Jackson city officials, educators, faith leaders and law enforcement are all teaming up to fight the growing problem of violent crime in Jackson.

“We was having so many crime. You know, murders were going across our city. And I just felt like it was not any conversation. And I approached them. I approached everybody to somebody to have to start the conversation so we can start discussing what can we do? Are we going to stop it? No. Can we get control of it and reduce crime? Yes, we can," said District 2 City Councilmen Johnny Dodd.

Councilman Dodd is hoping Jackson can reduce violence in the city by adopting a program called "I-CARE". The acronym stands for Initiative - Community- Advocacy - Resilence - Empowerment.

Memphis has already successfully used the program.

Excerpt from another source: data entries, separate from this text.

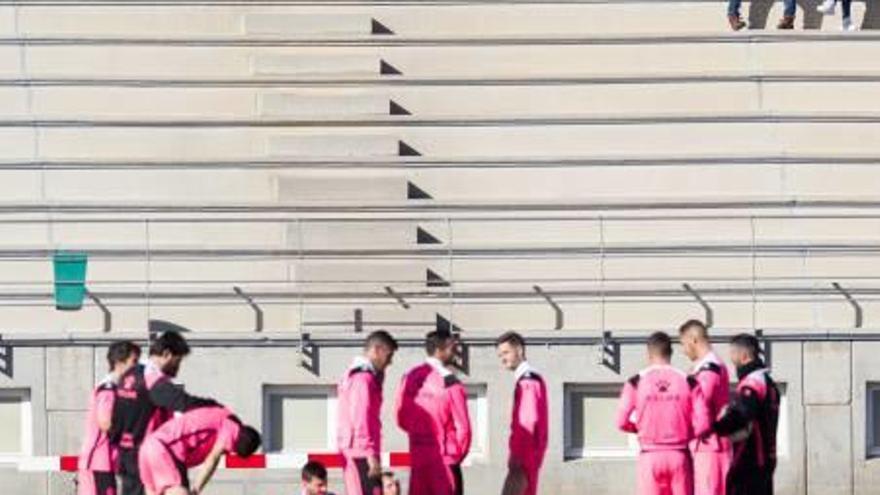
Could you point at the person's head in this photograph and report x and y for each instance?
(314, 478)
(379, 348)
(248, 441)
(441, 344)
(167, 351)
(390, 485)
(744, 349)
(694, 337)
(659, 348)
(122, 356)
(511, 349)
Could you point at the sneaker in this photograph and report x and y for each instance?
(827, 7)
(736, 22)
(786, 22)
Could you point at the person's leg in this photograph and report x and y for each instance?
(681, 473)
(366, 485)
(85, 483)
(648, 474)
(105, 484)
(457, 479)
(734, 8)
(351, 477)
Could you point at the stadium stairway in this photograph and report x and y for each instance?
(273, 168)
(352, 144)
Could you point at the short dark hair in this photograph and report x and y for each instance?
(381, 337)
(699, 325)
(660, 343)
(511, 338)
(169, 341)
(748, 343)
(437, 339)
(121, 351)
(248, 442)
(314, 469)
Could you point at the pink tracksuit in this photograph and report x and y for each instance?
(529, 425)
(359, 426)
(432, 409)
(665, 408)
(96, 466)
(182, 443)
(712, 455)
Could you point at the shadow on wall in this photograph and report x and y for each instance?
(759, 13)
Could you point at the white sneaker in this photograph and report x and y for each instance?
(827, 7)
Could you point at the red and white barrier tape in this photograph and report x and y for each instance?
(67, 463)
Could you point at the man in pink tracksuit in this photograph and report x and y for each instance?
(98, 458)
(529, 420)
(713, 453)
(665, 408)
(199, 437)
(359, 428)
(432, 409)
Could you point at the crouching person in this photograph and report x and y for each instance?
(199, 437)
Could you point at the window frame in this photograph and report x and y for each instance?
(572, 452)
(26, 435)
(275, 392)
(480, 424)
(872, 445)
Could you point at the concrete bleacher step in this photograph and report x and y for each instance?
(751, 136)
(444, 102)
(324, 21)
(461, 59)
(518, 182)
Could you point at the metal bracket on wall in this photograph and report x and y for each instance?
(258, 312)
(462, 360)
(709, 314)
(7, 353)
(858, 317)
(557, 311)
(105, 311)
(609, 352)
(766, 348)
(309, 354)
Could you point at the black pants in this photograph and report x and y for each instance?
(101, 483)
(756, 481)
(129, 473)
(459, 479)
(369, 486)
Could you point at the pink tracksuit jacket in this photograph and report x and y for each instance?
(529, 424)
(713, 454)
(666, 409)
(359, 424)
(431, 408)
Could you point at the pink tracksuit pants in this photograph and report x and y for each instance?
(710, 472)
(666, 472)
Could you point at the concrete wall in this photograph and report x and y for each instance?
(824, 385)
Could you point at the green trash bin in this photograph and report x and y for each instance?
(70, 280)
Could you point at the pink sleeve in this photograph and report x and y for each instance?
(708, 381)
(400, 412)
(461, 419)
(529, 414)
(104, 400)
(365, 423)
(626, 407)
(701, 418)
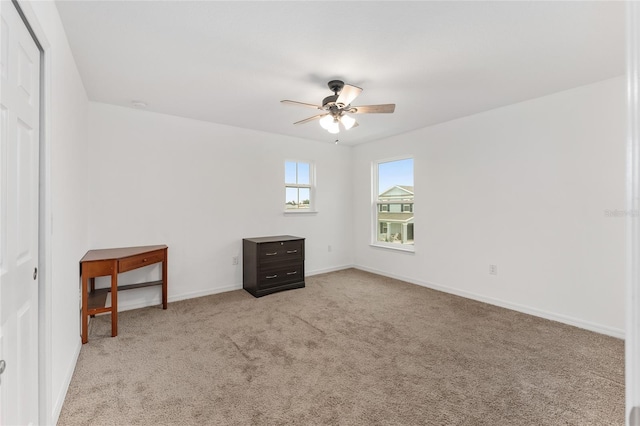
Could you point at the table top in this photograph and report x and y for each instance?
(118, 253)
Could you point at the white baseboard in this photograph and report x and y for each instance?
(327, 270)
(127, 305)
(58, 401)
(576, 322)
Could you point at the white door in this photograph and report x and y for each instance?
(19, 149)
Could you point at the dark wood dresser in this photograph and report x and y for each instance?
(271, 264)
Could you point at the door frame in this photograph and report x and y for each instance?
(45, 403)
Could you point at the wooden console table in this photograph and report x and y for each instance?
(100, 263)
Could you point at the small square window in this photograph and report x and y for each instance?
(298, 182)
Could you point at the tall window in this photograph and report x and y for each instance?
(298, 183)
(393, 204)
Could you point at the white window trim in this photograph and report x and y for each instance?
(312, 188)
(407, 248)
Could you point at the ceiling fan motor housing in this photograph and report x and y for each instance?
(336, 86)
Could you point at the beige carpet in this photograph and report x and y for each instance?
(352, 348)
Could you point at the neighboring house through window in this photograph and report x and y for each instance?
(299, 186)
(393, 203)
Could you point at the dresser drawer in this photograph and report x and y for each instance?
(274, 277)
(139, 261)
(280, 251)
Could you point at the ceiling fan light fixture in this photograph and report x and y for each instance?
(334, 128)
(326, 121)
(347, 121)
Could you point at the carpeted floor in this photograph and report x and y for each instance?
(352, 348)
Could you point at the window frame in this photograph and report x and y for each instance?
(311, 186)
(376, 203)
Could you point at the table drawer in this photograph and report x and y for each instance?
(141, 260)
(279, 251)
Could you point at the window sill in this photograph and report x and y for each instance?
(300, 212)
(396, 247)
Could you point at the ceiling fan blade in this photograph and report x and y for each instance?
(288, 102)
(315, 117)
(348, 94)
(372, 109)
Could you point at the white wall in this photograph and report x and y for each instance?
(200, 188)
(65, 219)
(524, 187)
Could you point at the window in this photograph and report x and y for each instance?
(393, 204)
(298, 183)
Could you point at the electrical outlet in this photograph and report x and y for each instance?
(493, 269)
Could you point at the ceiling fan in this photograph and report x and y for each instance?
(338, 106)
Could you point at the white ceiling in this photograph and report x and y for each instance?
(232, 62)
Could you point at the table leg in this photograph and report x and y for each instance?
(114, 300)
(92, 288)
(164, 279)
(85, 309)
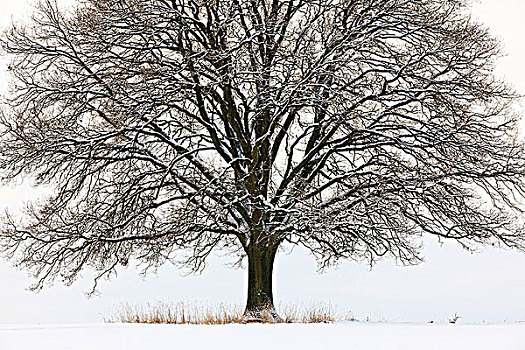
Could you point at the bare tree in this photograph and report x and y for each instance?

Now Jackson will use I-CARE to educate the community.

Dodd said, "It’s been a long time coming, a little delayed but not too late. Because of love, hope and perseverance that the people have in Jackson, Tennessee, each of us stand here to say 'I care.'”

The message behind I-CARE is, everyone has to get involved to stop violent crime in our community.

“We all may be different, slightly different shades, but we're all family, you know, we all live together. This is our community, it's our home, and we're going to do something about it," said US Marshall Tyreece Miller.

“It's not government driven. We don't have all the answers. We can't provide all the answers. We don't have all the ideas… every life in Jackson is precious. One life lost is one too many. But the way we respond to these tragedies is what defines us as a city," said Jackson Mayor Scott Conger.

“violent crime. And the solution is not a police issue or a prosecutor issue. It's a community issue. And we need everybody involved,” Josephy C. Murphys Jr the US attorney for the Western District of Tennessee said.

The Jackson Police Department is already using a campaign called "Blue Impact" to crack down on gun violence.

In about 6 weeks the police got nearly 50 illegal guns off the streets and made over 300 gun related arrests.

But police Chief Tom Corley believes solving the violence problem is going to take more than arrests, “We can't arrest our way out of this particular issue. It's a community issue, as the mayor said. And, you know, we have to have those partnerships. Collaboration and community involvement is something that I preach at the Jackson Police Department. And this is part of that. And I so welcome this. And I really appreciate and encourage everyone to be a part of."

An I-CARE summit involving both adults and children will be held in Jackson next month:.

Adults will attend four different worships: Gang Talk, How to have a great school year, Peace in the home and Mental Health Awareness.

Children will be taught how to deal with the trauma of violence.

The I-CARE summit is set for Saturday august 6th, from 10-2 at Lane College.